Colin Pantall on Lorenzo Vitturi’s Dalston Anatomy

Lorenzo Vitturi is a photographer and sculptor based in London. Formerly a cinema set painter, Vitturi has brought this experience into his photographic practice, which revolves around site-specific interventions at the intersection of photography, sculpture and performance.

United Kingdom –

Every now and then, a photography book comes along that looks completely different. Dalston Anatomy by Lorenzo Vitturi is one of those books, a sculptural, colour-soaked dance through the community of Dalston’s Ridley Road Market.

The photographic music starts with the cover, which is decorated with an African-themed fabric sourced in the market. Open the pages and the colour gets straight into its rhythm. A statue of pig trotters against a red background segue into a portrait of a local resident wearing a Hello Kitty Hat with that red background picking up the beat. The white goes to green and then we see a collage consisting of a 2-dimensional portrait of a woman, her hair wrapped in white fabric, with another piece of cloth nailed over the portrait.

Right from the start, Vitturi’s organic colour-based approach jumps off the page. This is a book with a rhythm and a sophistication that goes beyond the simple two-dimensional image. Instead pictures and objects are modified to create what Vitturi sees as an anatomical dissection of the market, products and people of Ridley Road.

 

                                             Dalston Anatomy©Lorenzo Vitturi

 

Vitturi’s role as a photographer is to reimagining these elements into a sequence that revealed the deeper layers of the market; Vitturi sees himself as a photographic surgeon, using the scalpel of his lens to uncover the anatomy of Dalston’s Market.

Strangest of all in this mix are the sculptures that Vitturi made and photographed in his studio. These are precarious affairs, short-lived concoctions that call to mind the primitive art that can be found in Sigmund’s Freud’s house, non-mechanical combines that are half-Danny Treacy and half Robert Rauschenberg.

One sculpture is of half a cassava sitting on a fish head, with acid-coloured hair breads reaching out. At the base of the sculpture there is a scattering of a pink powder. The Freudian reference invites us to analyse the contents of the sculpture, and lead us into the cosmopolitan community that forms the clientele for the market.

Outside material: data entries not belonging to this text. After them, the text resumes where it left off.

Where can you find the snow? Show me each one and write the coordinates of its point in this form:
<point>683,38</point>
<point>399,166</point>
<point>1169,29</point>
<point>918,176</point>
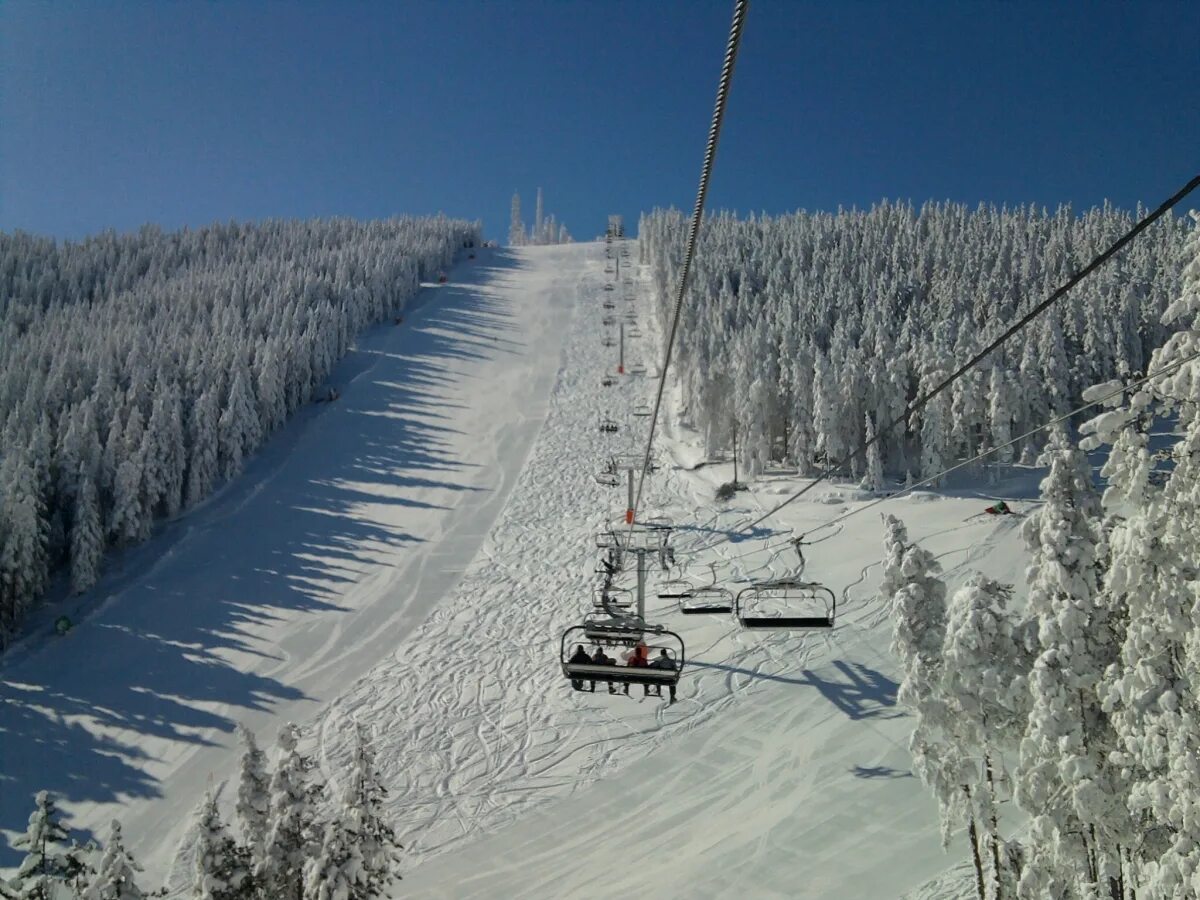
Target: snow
<point>408,556</point>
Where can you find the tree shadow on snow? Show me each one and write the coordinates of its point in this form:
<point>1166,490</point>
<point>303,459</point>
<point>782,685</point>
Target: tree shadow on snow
<point>175,642</point>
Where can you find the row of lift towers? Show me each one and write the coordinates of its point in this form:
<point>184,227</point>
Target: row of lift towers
<point>618,615</point>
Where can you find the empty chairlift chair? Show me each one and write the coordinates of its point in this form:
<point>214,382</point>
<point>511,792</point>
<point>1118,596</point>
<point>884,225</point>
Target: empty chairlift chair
<point>786,604</point>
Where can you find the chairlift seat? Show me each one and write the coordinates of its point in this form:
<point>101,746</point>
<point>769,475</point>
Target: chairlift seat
<point>810,605</point>
<point>707,600</point>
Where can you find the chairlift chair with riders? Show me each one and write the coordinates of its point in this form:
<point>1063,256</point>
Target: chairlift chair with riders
<point>615,672</point>
<point>786,604</point>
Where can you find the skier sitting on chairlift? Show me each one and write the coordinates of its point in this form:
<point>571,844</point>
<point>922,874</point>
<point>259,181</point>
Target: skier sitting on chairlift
<point>637,658</point>
<point>580,658</point>
<point>603,659</point>
<point>664,661</point>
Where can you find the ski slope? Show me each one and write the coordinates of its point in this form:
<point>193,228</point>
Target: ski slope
<point>408,557</point>
<point>339,540</point>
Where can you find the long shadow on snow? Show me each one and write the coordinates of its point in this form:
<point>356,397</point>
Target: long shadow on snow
<point>865,694</point>
<point>169,655</point>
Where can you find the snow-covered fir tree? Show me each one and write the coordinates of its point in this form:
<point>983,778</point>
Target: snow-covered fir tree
<point>253,796</point>
<point>222,865</point>
<point>115,876</point>
<point>53,863</point>
<point>294,835</point>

Another sculpture shows unknown tubers piled on top of a cracked open coconut. At its base is a sprinkle of yellow powder. Across the page the yellow powder appears again, scattered over the face of a woman dressed in red. She’s wearing beads in the colours of Ghana, part of an continuous reference to the diversity of the people who work, shop and live in Ridley Road.

The ethnic make-up of the market is further explored the text that runs through the middle of the book; pawpaw or papaya, Jesus Saves, Dominican Mangoes, Yiddish women in wigs and people come and gone are all referenced. African, Asian, Hindu, Muslim and Jew rub together. There are Pakistanis and Turks and old-style cockneys from an area of London that has been first port of call for newly arrived migrants to the city for hundreds of years. Where once it was Jews and Jamaicans fleeing pogroms or seeking work, now Turks and Poles who are coming into the area; and using its market as a recognizable place of refuge in a city that is less welcoming to the outsiders than it once was.

                                               Dalston Anatomy©Lorenzo Vitturi

 
Dalston Anatomy is a celebration of a London that once was, a memory of a city that is changing into a place for the rich and nobody else. There are vans going round London telling illegal immigrants to go back home, there is a social cleansing where the poor of London are being shipped out of over-priced housing to cheaper boroughs in the midlands and beyond. Once affordable properties  in once affordable boroughs are being redeveloped into gentrified properties for  a middle class that is being squeezed out of inner suburbs that have become the homes for the international super-rich. As the city gets richer, and the poor get poorer and so do the middle classes. As a result, great swathes of London are now barely affordable for anybody but the abominably wealthy.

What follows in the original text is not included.